Simulating artificial intelligence service outages with Gremlin
The AI (artificial intelligence) landscape wouldn’t be where it is today without AI-as-a-service (AIaaS) providers like OpenAI, AWS, and Google Cloud. These companies have made running AI models as easy as clicking a button. As a result, more applications have been able to use AI services for data analysis, content generation, media production, and much more.
However, under the shiny exterior, AI models are like any other software dependency: they can crash, throw errors, and lose network connectivity. Worse, these failures can cascade up the rest of your application and cause unexpected impacts. How do you prepare for this, and more importantly, how do you verify that you can handle AI failures before they impact your customers? We’ll answer all of these questions in this blog.
What is AI-as-a-Service, and how does it work?
Running AI models is difficult, complex, and prohibitively expensive for many organizations. Even just setting up a compute instance or cluster for AI is excessive for teams that only need basic generative AI or analysis features.
AIaaS providers meet these needs by hosting models so you can focus on using them in your applications. Providers typically offer a web interface, API interface, and SDKs that you can use to send queries to a model and receive responses. OpenAI, for example, has dozens of official and community-made libraries for popular programming languages and development frameworks.
How can AIaaS services fail?
No matter which provider or method of interaction you choose, they all have one thing in common: they require active network connections to the provider’s backend systems. This is called a dependency. If a connection becomes unavailable due to a failure, then you can no longer access your AI model, and your queries will most likely fail. This is called a dependency failure: a service you depend on has a failure, impacting the reliability of your own applications.
There are a few ways AI-as-a-service providers can fail. This isn’t an exhaustive list, but it covers the broader categories of failure:
- Complete failure: The AIaaS provider has a complete outage, or the connection between your systems and your provider fails in a way that you can’t route around.
- Latency: You can connect to the provider, but poor network conditions add a significant amount of latency to interactions.
- Certificate expiration: Your provider did not rotate or update its TLS certificates before they expired, resulting in “insecure connection” error messages and failed API calls.
For this blog, we’ll focus on complete failures. The unfortunate tradeoff with cloud services is that you have no control over their reliability. If the service becomes unavailable, you’re stuck until the provider resolves the issue. But while it’s the provider’s responsibility to prevent failure as much as possible, it’s your responsibility to ensure your applications keep working even if the provider is down.
How do you make your AI-powered services more resilient?
The first step is detecting failures when they happen. This usually means adding logic around your API calls to your AI provider.
The circuit breaker technique, for example, is a great example of this.
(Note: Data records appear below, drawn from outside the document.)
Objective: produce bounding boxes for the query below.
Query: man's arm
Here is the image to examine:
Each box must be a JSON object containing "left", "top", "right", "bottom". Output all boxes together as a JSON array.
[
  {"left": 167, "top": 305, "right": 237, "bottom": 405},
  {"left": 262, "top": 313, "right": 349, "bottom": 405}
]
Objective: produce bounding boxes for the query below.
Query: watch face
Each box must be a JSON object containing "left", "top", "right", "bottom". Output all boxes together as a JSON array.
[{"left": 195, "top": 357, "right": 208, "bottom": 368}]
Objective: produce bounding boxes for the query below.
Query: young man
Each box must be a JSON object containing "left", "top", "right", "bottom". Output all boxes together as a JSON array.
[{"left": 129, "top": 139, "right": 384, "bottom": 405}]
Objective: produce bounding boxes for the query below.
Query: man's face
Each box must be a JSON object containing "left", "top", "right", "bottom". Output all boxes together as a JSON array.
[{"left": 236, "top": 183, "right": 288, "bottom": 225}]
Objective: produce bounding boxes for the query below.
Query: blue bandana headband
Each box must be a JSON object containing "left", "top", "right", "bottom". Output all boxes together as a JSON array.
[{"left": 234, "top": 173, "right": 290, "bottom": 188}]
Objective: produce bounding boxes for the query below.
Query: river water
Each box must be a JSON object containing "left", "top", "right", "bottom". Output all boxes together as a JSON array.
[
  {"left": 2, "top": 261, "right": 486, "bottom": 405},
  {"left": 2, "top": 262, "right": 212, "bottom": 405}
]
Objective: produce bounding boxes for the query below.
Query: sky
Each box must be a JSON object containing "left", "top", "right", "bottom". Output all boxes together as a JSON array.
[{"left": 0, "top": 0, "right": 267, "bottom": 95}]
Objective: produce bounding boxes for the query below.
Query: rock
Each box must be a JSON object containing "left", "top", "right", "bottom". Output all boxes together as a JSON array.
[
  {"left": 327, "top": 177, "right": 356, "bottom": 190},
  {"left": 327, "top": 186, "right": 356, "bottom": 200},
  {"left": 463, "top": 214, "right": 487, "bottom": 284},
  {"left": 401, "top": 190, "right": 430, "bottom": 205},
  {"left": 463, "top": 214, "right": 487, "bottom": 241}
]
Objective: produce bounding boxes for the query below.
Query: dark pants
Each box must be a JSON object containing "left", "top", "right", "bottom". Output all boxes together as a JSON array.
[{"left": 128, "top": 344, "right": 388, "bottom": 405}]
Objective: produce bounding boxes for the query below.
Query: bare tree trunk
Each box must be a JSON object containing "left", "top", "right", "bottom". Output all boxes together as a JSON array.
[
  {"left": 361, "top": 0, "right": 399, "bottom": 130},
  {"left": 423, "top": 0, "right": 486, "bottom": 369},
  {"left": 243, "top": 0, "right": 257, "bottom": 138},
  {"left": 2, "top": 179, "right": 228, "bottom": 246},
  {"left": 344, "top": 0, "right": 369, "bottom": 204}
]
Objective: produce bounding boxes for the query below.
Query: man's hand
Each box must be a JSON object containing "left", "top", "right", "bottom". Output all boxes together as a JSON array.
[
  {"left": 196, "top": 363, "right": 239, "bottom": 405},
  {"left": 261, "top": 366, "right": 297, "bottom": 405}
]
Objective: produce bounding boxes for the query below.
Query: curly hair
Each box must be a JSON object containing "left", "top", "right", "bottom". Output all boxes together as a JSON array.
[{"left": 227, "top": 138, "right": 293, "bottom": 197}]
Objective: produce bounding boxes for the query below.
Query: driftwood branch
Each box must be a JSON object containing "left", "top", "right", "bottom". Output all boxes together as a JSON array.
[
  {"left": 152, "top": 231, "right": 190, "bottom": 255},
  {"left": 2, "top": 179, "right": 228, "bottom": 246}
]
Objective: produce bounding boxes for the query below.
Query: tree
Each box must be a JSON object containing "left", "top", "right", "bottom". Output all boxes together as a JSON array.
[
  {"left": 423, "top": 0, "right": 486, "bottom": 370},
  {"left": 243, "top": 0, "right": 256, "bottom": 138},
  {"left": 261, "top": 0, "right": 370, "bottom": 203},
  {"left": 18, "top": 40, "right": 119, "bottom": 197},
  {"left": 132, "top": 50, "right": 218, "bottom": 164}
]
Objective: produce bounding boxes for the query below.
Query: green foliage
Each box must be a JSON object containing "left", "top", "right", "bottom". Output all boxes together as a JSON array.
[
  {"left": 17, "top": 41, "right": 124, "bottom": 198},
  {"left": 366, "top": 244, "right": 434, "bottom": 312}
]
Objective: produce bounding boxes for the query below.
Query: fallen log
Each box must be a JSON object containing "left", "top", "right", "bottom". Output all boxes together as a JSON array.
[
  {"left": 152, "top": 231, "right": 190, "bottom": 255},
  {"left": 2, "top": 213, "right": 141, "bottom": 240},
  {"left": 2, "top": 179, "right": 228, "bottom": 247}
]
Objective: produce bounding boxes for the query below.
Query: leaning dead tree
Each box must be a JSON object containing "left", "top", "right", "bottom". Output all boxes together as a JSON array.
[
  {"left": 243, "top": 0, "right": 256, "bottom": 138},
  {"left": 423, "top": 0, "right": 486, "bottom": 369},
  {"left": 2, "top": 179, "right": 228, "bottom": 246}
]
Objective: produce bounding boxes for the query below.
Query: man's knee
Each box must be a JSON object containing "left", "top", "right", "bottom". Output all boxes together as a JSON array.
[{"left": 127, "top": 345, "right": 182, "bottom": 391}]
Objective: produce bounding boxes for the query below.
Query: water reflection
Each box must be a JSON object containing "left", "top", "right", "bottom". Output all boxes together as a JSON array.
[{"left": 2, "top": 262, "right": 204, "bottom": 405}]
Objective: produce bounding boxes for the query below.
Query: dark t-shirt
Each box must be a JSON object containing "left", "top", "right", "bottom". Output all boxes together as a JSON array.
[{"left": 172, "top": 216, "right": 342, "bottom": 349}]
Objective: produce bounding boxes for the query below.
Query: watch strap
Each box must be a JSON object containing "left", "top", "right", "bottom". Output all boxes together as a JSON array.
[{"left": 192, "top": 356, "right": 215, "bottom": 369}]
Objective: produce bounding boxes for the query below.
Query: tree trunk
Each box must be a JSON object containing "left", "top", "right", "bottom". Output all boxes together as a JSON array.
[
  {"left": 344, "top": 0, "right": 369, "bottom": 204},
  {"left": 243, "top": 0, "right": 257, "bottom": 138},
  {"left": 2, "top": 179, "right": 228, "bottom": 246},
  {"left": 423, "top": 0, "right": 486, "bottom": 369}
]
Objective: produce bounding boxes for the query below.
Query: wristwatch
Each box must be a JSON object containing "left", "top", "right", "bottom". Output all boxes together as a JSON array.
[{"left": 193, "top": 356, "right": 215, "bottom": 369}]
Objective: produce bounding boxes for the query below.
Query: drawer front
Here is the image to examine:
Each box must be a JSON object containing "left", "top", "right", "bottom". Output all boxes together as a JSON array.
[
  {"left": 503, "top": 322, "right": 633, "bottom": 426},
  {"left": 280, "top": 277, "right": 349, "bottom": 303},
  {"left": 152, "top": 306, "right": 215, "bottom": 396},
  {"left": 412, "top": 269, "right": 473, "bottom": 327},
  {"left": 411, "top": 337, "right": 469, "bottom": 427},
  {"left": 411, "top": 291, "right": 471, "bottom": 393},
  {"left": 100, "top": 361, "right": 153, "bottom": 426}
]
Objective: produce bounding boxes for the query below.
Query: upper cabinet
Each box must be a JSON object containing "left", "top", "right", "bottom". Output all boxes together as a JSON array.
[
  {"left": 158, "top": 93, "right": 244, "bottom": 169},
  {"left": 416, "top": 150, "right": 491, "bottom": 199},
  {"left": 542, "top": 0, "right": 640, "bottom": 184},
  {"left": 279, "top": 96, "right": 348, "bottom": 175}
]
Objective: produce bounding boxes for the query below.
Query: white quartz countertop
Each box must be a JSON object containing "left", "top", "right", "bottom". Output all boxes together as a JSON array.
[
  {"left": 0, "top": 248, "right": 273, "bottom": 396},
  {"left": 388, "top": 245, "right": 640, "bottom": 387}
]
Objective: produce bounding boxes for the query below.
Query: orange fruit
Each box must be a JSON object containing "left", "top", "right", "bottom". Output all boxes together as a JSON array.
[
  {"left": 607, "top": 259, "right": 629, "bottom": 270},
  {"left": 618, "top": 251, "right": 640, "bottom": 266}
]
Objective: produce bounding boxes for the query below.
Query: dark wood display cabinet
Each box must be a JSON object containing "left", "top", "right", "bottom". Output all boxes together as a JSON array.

Circuit breakers track the number of attempted calls made to an API. If enough calls fail, the circuit breaker trips, preventing any other calls from being made to the API. After a set time, the circuit breaker allows requests to go through to test whether the API is available, and if the requests succeed, the breaker closes, otherwise, it remains open.
Some provider libraries have built-in error handling logic. For example, OpenAI’s Node.js library has a circuit breaker that retries twice before tripping, times out after 10 minutes (by default), and throws an APIError when it can’t connect. Make sure to check your provider’s SDK before implementing your own error handlers.
Once you’ve detected the error, you can implement alternative routes and fallback mechanisms, such as:
- Redirecting prompts to a different AI provider.
- Answering prompts using cached responses.
- Displaying an error message and asking the user to try again later.
Redirecting requests to a backup AIaaS provider isn’t always possible, especially when your queries require context (e.g. when querying a model that uses retrieval-augmented generation (RAG)). Still, it’s better than not handling users' queries at all or using answers that may be out-of-date.
Making your AI services more reliable with Gremlin
Gremlin lets you test the resiliency of your services by simulating failures in AI-as-a-service dependencies. Instead of waiting for your provider to have an outage, you can use Gremlin to recreate outage conditions, observe how your services respond, and use that information to build resilience.
When you add a service to Gremlin, Gremlin automatically detects the service’s dependencies based on the DNS queries it makes. For each dependency, Gremlin creates three different tests (using the default Gremlin Recommended Test Suite):
- A Failure test, which simulates a network outage.
- A Latency test, which injects 100ms of latency to all network traffic to the dependency.
- A Certificate Expiry test, which checks the dependency’s TLS certificate chain for any certificates expiring in the next 30 days.
For example, let’s use a basic large language model (LLM)-powered chat setup. In this setup, we have AnythingLLM as the chat frontend and Ollama as the LLM engine. These services are running on a Kubernetes cluster in separate deployments. Gremlin natively supports Kubernetes, which means we can run reliability tests on one deployment without impacting the other. This is ideal for testing how AnythingLLM responds to problems with Ollama.
Normally, this works just like you’d expect. You can use AnythingLLM to download models for Ollama and send queries. Ollama will stream the response back to AnythingLLM, where it’s rendered onto the page:
Testing AI dependency failure
Ollama is both a direct dependency and a single point of failure for AnythingLLM. So what happens if Ollama isn’t available? Let’s run a network blackhole experiment and see.
In the Gremlin web app, you can start a one-off experiment by going to Experiments, then + Experiment. Gremlin supports many target types, mainly hosts, containers, and Kubernetes resources. We can directly select AnythingLLM’s Kubernetes deployment, which automatically targets all replicas of the AnythingLLM.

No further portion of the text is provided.